I stopped answering my phone after that. Who said I was a superhero? I certainly didn’t. I can’t carry anything heavy when I fly, so it’s not like I can fly up into the mountains and rescue stranded hikers or save airplanes from falling out of the sky. I’m not impervious to injury, as I find out practically every time I’m in the kitchen. And yet, because I can fly, people assume that I have a whole host of other unusual powers.
The chief of police asked me to infiltrate a drug ring. He wanted me to fly around the desert until I found where their big distribution point was, then tell the cops. I told him that I was scared of being seen as I flew around, and that the drug dealers would shoot me, if not right then, after I got home, since there’s nobody else I could be mistaken for. He told me I should turn invisible. When I asked him how I should do that, he acted like I was just being difficult.

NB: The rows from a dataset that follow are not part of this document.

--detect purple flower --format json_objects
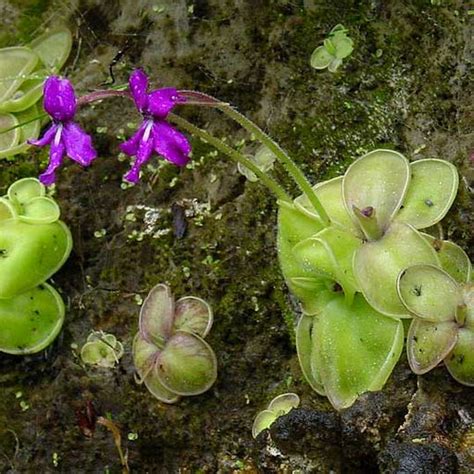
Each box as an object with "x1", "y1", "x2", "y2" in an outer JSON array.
[
  {"x1": 29, "y1": 76, "x2": 97, "y2": 186},
  {"x1": 120, "y1": 69, "x2": 191, "y2": 183}
]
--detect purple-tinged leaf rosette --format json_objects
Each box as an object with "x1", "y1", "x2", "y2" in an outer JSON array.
[
  {"x1": 29, "y1": 76, "x2": 97, "y2": 186},
  {"x1": 397, "y1": 256, "x2": 474, "y2": 386},
  {"x1": 133, "y1": 284, "x2": 217, "y2": 403},
  {"x1": 120, "y1": 69, "x2": 191, "y2": 183}
]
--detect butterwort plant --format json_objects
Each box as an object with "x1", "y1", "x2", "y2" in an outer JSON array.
[
  {"x1": 132, "y1": 284, "x2": 217, "y2": 403},
  {"x1": 0, "y1": 178, "x2": 72, "y2": 355},
  {"x1": 5, "y1": 65, "x2": 474, "y2": 409}
]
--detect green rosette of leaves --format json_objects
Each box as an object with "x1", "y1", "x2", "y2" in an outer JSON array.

The authorities have stopped trying to make use of my particular strength and have taken to just harassing me. I got in trouble for flying without filing a flight plan, but I beat that because I pointed out that the FAA regulates aircraft, and I don’t possess any kind of aircraft. Now they just hang around me when I’m doing normal stuff and ticket me all the time for things like parking too far away from the curb and going 36 in a 35 zone.

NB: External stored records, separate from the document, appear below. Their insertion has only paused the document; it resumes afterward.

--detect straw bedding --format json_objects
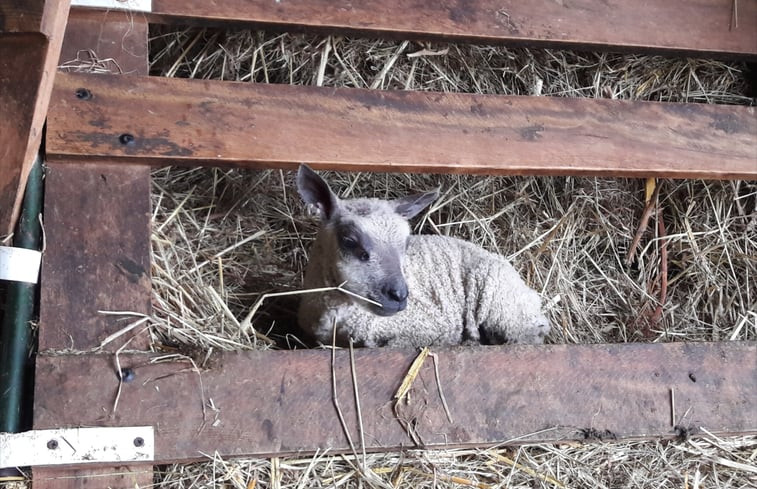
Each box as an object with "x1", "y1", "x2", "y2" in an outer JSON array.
[
  {"x1": 143, "y1": 28, "x2": 757, "y2": 488},
  {"x1": 13, "y1": 27, "x2": 757, "y2": 489}
]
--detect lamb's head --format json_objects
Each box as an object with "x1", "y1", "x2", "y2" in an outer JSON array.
[{"x1": 297, "y1": 165, "x2": 438, "y2": 316}]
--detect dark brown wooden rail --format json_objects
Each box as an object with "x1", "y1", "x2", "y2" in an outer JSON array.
[
  {"x1": 35, "y1": 342, "x2": 757, "y2": 464},
  {"x1": 142, "y1": 0, "x2": 757, "y2": 57},
  {"x1": 33, "y1": 7, "x2": 153, "y2": 489},
  {"x1": 47, "y1": 70, "x2": 757, "y2": 179}
]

Lesson #3: If people can’t use you, they have no use for you.
I’m waiting for that part of my movie where the other people with superpowers show up and take me into the fold. I need someone to tell me how this works. How do I make friends with normal people again? How do I live a normal life? How can I make it through another day without feeling so lonely I just want to fly off the Earth entirely and die? Super my ass.
Who Am I, Again?
As I walk down Highway 9, I can smell the wet-redwood smell and hear the tinkle of the rivulets from the recent rain forming tiny streams that will trickle into the San Lorenzo River all of 20 yards away across the street. I feel awkward, unsteady on my feet, but otherwise fine.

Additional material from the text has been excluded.